An analysis by UH scientists shows that the vast swath of detritus will reach island shores in the next two years
POSTED: 1:30 a.m. HST, Apr 8, 2011
LAST UPDATED: 2:06 a.m. HST, Apr 8, 2011
It will take years, but Hawaii ultimately will bear a heavy burden from floating debris from the March 11 tsunami in Japan, Hawaii researchers conclude.
Projections based on drifting buoys lead the researchers to estimate that the flotsam will reach the ecologically sensitive Northwestern Hawaiian Islands within a year, brush the rest of Hawaii in two years and hit the West Coast in three years.
From there, say University of Hawaii scientists Nikolai Maximenko and Jan Hafner, the debris will drift into the so-called Great Pacific Garbage Patch, northeast of Hawaii, where it will circulate and break into smaller pieces.
As storms, eddies and the effects of El Nino push the pieces out of the patch, they will head toward Hawaii, said Maximenko.
“Some will go toward Hawaiian beaches, and other parts will slip between islands and return to the garbage patch, to return the next time,” Maximenko said in an interview. “It is safe to say after five years Hawaii will be the main coastline impacted by this debris.”

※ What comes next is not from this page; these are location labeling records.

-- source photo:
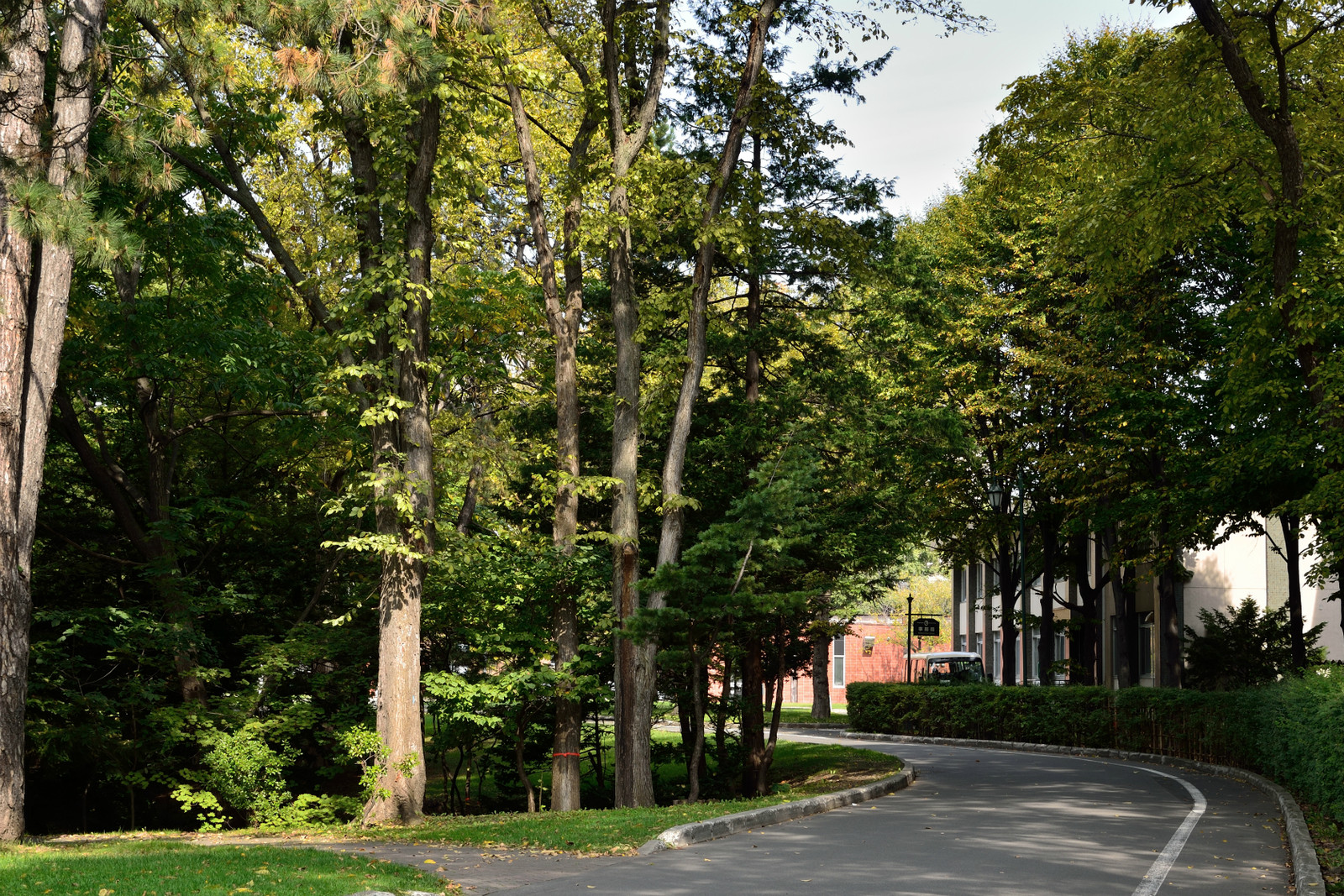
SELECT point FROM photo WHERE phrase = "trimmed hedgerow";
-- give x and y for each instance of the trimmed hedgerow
(1292, 731)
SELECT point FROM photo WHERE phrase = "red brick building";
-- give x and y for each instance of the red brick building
(874, 651)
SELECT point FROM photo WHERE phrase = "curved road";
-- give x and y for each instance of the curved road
(984, 821)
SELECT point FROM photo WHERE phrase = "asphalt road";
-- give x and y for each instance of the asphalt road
(983, 821)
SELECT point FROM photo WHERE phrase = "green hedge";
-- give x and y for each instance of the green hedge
(1290, 731)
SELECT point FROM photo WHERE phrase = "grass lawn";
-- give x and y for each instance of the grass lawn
(1330, 848)
(800, 770)
(148, 868)
(803, 715)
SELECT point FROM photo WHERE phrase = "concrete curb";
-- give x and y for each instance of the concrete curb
(1307, 867)
(698, 832)
(822, 726)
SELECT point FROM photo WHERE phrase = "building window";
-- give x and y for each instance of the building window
(1146, 644)
(837, 663)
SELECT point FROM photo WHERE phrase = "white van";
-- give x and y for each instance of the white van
(947, 667)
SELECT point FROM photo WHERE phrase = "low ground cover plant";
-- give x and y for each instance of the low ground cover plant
(800, 770)
(155, 868)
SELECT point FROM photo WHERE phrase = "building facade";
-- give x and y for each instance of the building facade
(873, 651)
(1243, 566)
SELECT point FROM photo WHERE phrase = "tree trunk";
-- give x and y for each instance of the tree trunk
(1168, 625)
(564, 322)
(1048, 546)
(405, 458)
(696, 768)
(34, 300)
(777, 705)
(1089, 597)
(519, 766)
(635, 661)
(753, 716)
(721, 716)
(696, 348)
(822, 679)
(1008, 605)
(754, 295)
(1290, 523)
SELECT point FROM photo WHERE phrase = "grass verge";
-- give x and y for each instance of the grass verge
(801, 770)
(140, 868)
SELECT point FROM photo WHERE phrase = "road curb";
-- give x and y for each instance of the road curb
(699, 832)
(1307, 867)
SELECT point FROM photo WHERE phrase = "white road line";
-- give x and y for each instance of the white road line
(1158, 871)
(1163, 864)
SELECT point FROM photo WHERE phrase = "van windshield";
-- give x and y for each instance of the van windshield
(956, 669)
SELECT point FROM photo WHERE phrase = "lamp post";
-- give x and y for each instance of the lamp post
(996, 501)
(1021, 546)
(911, 613)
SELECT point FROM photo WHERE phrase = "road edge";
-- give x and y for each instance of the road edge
(1305, 866)
(699, 832)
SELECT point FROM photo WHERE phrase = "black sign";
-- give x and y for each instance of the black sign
(927, 627)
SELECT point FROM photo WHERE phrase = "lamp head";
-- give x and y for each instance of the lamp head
(996, 493)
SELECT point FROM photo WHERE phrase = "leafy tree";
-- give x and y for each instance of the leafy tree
(1243, 647)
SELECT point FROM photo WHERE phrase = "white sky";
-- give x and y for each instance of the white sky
(927, 110)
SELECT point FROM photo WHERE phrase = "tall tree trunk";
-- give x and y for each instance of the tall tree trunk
(635, 661)
(721, 715)
(564, 322)
(696, 766)
(776, 707)
(822, 679)
(1168, 626)
(753, 715)
(519, 765)
(1090, 597)
(754, 295)
(34, 300)
(407, 458)
(1008, 605)
(1048, 546)
(1290, 523)
(674, 513)
(1122, 598)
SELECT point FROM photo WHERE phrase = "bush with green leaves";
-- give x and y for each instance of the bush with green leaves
(1289, 730)
(1243, 647)
(244, 777)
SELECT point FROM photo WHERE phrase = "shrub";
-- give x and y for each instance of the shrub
(1292, 730)
(1243, 647)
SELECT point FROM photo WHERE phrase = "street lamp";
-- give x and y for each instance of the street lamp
(996, 493)
(911, 613)
(1021, 544)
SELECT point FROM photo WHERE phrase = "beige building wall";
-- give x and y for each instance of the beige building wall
(1243, 566)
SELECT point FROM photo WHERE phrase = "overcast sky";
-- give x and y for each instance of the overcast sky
(927, 110)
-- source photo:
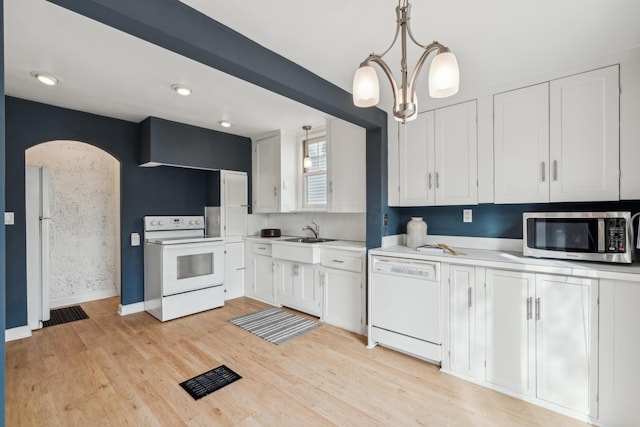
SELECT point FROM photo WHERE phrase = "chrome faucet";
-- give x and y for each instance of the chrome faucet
(315, 230)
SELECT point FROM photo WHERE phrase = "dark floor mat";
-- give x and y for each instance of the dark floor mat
(65, 315)
(209, 382)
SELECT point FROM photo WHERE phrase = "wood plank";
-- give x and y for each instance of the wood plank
(113, 370)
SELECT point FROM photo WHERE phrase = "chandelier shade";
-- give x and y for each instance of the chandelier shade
(444, 75)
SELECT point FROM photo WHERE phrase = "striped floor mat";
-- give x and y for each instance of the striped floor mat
(275, 325)
(65, 315)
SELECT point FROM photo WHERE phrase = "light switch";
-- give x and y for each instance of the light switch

Maximenko, an oceanographer, and Hafner, a computer programmer, both with the UH-Manoa International Pacific Research Center, presented their findings at the fifth International Marine Debris Conference March 20-25 in Honolulu.
Navy photos taken off Japan soon after the March 11 tsunami show a vast floating debris field from the boats, cars, tires, steel drums, lumber, roofs — even entire villages — that were swept out to sea after the 9.0-magnitude quake.

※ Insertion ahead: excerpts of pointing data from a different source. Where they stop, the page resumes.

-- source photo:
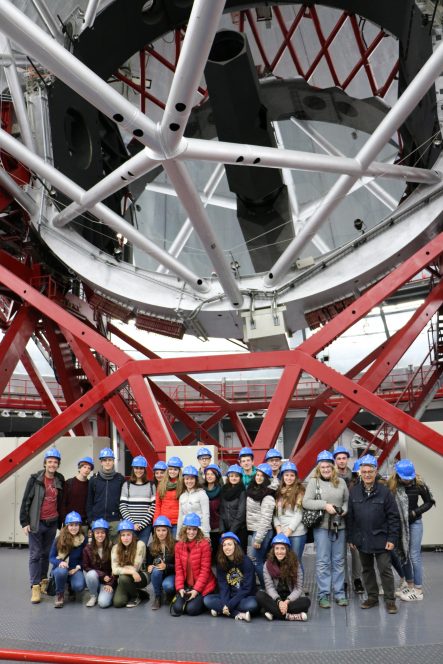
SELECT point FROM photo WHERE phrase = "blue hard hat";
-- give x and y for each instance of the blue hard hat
(175, 462)
(245, 451)
(53, 453)
(162, 521)
(405, 469)
(192, 519)
(235, 468)
(325, 456)
(280, 539)
(125, 524)
(273, 454)
(86, 460)
(230, 535)
(106, 453)
(265, 468)
(190, 470)
(73, 517)
(203, 451)
(368, 460)
(340, 450)
(139, 462)
(214, 468)
(288, 466)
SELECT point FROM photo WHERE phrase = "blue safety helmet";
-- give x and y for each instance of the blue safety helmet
(245, 451)
(125, 524)
(273, 454)
(405, 469)
(192, 519)
(203, 451)
(73, 517)
(139, 462)
(341, 450)
(235, 468)
(106, 453)
(88, 460)
(288, 466)
(280, 539)
(190, 470)
(368, 460)
(53, 453)
(325, 456)
(230, 535)
(175, 462)
(265, 468)
(162, 521)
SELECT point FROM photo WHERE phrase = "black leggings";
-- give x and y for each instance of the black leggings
(268, 604)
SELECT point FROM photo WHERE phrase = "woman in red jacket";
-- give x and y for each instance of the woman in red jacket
(169, 491)
(193, 575)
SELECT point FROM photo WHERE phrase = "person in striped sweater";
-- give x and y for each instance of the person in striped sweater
(137, 500)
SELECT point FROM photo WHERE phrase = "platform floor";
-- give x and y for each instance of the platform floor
(336, 636)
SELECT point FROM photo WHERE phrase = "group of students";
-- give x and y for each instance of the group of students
(173, 531)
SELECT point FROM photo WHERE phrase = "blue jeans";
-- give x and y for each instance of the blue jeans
(258, 556)
(413, 568)
(162, 583)
(330, 562)
(96, 588)
(61, 576)
(214, 603)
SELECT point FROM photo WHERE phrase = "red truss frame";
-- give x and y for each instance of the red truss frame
(142, 418)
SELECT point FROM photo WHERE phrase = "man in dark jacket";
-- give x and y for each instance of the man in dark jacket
(40, 516)
(104, 492)
(374, 528)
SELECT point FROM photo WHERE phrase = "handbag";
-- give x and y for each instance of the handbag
(313, 518)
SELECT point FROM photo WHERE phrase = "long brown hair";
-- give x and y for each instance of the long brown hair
(163, 485)
(126, 554)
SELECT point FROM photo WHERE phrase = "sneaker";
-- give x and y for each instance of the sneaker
(133, 603)
(296, 616)
(414, 595)
(59, 601)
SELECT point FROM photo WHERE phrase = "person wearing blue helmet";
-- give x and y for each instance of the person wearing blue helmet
(40, 515)
(127, 557)
(232, 508)
(246, 461)
(193, 499)
(137, 499)
(260, 505)
(328, 493)
(104, 492)
(66, 558)
(236, 582)
(97, 566)
(413, 498)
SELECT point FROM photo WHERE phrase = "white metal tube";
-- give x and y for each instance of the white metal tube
(119, 225)
(239, 154)
(131, 170)
(76, 75)
(17, 95)
(190, 200)
(390, 123)
(200, 32)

“If you put a major city through a trash grinder and sprinkle it on the water, that’s what you’re dealing with,” Seattle oceanographer Curt Ebbesmeyer told The Associated Press.
Some of it will sink or deteriorate as it moves eastward on the North Pacific gyre, a vast clockwise circulation pattern.
But Maximenko’s studies of ocean circulation indicate that a huge amount will reach the West Coast.
“California is protected to some degree by coastal upwelling, but some significant amounts will end up on the Washington coast, British Columbia and Alaska,” he said. Some will also reach Mexico.
Its longer-term destination will be the garbage patch, an area of light winds perhaps twice the size of Texas. It was discovered by sailor Charles Moore as he returned from Hawaii after the 1997 Transpacific Yacht Race.
The UH research was supported by grants from NASA, NOAA and the Japan Agency for Marine-Earth Science and Technology.